Она даже не позвонила ей, увлекшись выбором оперения. Стоило ли так напрягаться, чтобы сидеть сейчас в полном одиночестве и слушать недовольный гул голосов, который доносится из кухни? Интересно, о какой криминальной хронике лепетала Нинон? Кажется, это связано с фамилией Радзивилл. Сунув еще одну конфету в рот, а руку в карман юбки, она достала сотовый телефон Дарьи Литвиновой и набрала номер Нинон.

— Ну, рассказывай, — шепотом потребовала Наталья, как только Нинон сняла трубку.

— А почему ты говоришь шепотом? — сразу же насторожилась Нинон.

— Потому что… Ладно, долго объяснять. Что ты там лепетала о криминале?

— Ты видела хронику?

— Реклама чая, вот и все, что я видела. «Друзьям предлагают лучшее»…

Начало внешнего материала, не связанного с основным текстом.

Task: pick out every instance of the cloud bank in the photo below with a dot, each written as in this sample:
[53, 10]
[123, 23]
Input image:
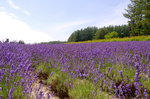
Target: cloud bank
[15, 29]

— Очень актуальный тезис. Его убили.

— Кого?

— Ты же сама назвала мне его фамилию по телефону. Очень экзотическую… Так вот, цитирую близко к тексту: тело Германа Радзивилла, крупного питерского банкира, было найдено в багажнике собственного автомобиля, — замогильным голосом произнесла Нинон. — Труп не показали. Очевидно, пощадили нервы телезрителей… Только машину — какая-то крутая банкирская иномарка.

— Я не понимаю, — только и смогла выговорить Наталья.

— А чего тут понимать? Ты же зачитывала мне паспортные данные… Радзивилл Г.Ю., если память мне не изменяет… Правильно?

— Ну и что… Мало ли…

— Мало, — отрезала впечатлительная Нинон. — Таких фамилий мало. Такие фамилии — большая редкость. Я же предупреждала тебя: черные доберманы до добра не доводят. Ты слышишь меня?! Почему ты молчишь?